Example safe pattern for write actions:
  1. User: "Can you create a Warfarin prescription for MRN-001 at 5mg daily?"
  2. AI: "I can create a Warfarin 5mg daily prescription for MRN-001.
          Please confirm this action." (does NOT call the function yet)
  3. User: "Confirm"
  4. System: validates confirmation, calls create_prescription

Prompt instruction:
  "For any action that creates, modifies, or deletes clinical data,
   describe the action and ask for explicit confirmation before executing.
   Never execute write actions without a clear confirmation from the user."

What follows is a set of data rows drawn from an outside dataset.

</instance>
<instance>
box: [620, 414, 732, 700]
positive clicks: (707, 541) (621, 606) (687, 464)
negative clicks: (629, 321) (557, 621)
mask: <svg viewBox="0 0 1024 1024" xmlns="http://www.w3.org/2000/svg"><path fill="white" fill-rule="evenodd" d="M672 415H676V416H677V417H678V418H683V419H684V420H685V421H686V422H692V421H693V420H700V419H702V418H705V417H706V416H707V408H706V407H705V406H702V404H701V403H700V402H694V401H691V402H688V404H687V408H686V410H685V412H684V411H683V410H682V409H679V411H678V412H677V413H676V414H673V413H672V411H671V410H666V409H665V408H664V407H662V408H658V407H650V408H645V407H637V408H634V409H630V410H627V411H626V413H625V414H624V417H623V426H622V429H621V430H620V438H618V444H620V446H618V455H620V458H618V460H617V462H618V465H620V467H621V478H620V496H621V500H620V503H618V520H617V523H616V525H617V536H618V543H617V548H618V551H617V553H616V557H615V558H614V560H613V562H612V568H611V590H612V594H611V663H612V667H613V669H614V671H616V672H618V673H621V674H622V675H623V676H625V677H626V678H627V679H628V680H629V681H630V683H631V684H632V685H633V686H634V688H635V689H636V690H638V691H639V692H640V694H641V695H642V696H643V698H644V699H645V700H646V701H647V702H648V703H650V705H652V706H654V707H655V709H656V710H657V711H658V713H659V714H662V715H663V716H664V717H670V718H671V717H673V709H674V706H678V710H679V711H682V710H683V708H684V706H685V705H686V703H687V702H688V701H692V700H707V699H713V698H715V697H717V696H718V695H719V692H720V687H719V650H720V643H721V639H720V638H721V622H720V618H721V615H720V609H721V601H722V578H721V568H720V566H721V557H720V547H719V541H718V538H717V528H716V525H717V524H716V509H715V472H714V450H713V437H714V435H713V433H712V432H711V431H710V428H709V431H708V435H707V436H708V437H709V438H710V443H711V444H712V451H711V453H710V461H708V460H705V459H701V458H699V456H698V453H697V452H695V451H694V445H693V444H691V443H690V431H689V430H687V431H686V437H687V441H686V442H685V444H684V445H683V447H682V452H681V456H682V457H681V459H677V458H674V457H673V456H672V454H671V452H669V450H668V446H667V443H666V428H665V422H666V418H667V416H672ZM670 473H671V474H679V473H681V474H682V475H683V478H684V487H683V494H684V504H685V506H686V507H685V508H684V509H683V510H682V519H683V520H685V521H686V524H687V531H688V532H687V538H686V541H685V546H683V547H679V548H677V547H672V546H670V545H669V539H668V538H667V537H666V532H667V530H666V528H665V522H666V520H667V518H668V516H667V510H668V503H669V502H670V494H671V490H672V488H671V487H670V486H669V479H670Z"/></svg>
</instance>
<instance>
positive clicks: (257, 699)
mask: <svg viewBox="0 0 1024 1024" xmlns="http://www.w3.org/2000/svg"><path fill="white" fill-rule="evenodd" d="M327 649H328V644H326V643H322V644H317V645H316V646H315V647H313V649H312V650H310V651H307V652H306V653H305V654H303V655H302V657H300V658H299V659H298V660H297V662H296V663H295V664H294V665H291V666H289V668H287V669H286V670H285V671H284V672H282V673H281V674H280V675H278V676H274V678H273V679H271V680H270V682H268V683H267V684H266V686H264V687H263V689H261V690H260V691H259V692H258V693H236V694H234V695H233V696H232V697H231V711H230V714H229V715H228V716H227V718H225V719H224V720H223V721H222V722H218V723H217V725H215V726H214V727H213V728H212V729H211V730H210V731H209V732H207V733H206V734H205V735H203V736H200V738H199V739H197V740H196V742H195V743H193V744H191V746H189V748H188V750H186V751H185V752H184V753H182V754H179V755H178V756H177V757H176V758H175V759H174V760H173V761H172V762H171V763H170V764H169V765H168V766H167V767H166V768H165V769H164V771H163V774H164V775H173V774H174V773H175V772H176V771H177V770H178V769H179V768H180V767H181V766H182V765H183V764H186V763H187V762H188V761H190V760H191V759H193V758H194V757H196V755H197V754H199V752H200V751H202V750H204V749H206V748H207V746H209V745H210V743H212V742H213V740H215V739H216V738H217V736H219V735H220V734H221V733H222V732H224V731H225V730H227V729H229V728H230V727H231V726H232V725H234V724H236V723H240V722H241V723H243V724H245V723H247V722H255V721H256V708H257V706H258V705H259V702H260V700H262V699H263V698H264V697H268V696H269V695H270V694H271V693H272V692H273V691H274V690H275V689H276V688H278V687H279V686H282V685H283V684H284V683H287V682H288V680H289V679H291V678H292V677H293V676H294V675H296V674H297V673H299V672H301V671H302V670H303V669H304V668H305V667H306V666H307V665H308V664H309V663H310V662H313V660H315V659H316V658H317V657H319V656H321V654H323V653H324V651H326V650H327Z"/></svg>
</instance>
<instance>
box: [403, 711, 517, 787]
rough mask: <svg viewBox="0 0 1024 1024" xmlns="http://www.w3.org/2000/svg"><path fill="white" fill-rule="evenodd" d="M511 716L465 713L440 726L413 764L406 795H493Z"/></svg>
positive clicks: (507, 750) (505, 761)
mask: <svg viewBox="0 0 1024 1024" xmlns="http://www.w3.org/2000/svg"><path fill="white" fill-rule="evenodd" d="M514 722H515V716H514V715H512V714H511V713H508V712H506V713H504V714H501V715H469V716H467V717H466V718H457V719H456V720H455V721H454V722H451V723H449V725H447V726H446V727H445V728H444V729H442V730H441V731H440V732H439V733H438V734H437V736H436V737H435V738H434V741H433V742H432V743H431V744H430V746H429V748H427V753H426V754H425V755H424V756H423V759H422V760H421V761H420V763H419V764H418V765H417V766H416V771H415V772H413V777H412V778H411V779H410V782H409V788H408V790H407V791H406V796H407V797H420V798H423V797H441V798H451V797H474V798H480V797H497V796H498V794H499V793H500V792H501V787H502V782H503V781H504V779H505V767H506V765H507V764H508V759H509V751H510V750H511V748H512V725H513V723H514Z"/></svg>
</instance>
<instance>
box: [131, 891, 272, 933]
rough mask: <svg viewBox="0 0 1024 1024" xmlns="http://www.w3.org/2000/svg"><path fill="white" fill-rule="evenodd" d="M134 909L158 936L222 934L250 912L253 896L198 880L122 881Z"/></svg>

Production issue I've seen: A team deployed a function-calling AI assistant with write access to the prescription database. The AI was configured with ToolCallBehavior.AutoInvokeKernelFunctions — it would invoke any function automatically. A pharmacist asked "What would the dose be if we increased Warfarin to 7mg for MRN-001?" The AI interpreted this as an instruction, called update_prescription_dose(mrn="MRN-001", dose=7), and updated the prescription. The pharmacist had asked a hypothetical question — they were not authorising the change. Separating read and write functions, and requiring explicit confirmation steps for writes, prevents this class of unintended actions.


Key Takeaway

Function calling lets the AI call your .NET functions to retrieve real data or take actions. Define functions with [KernelFunction] and [Description] attributes — the AI reads descriptions to decide when to call each function. Use AutoInvokeKernelFunctions for read-only functions. Never auto-invoke write functions (create, update, delete) — always require explicit user confirmation before executing. The AI's answer is only as reliable as the data your functions return — grounded responses eliminate hallucination of clinical data.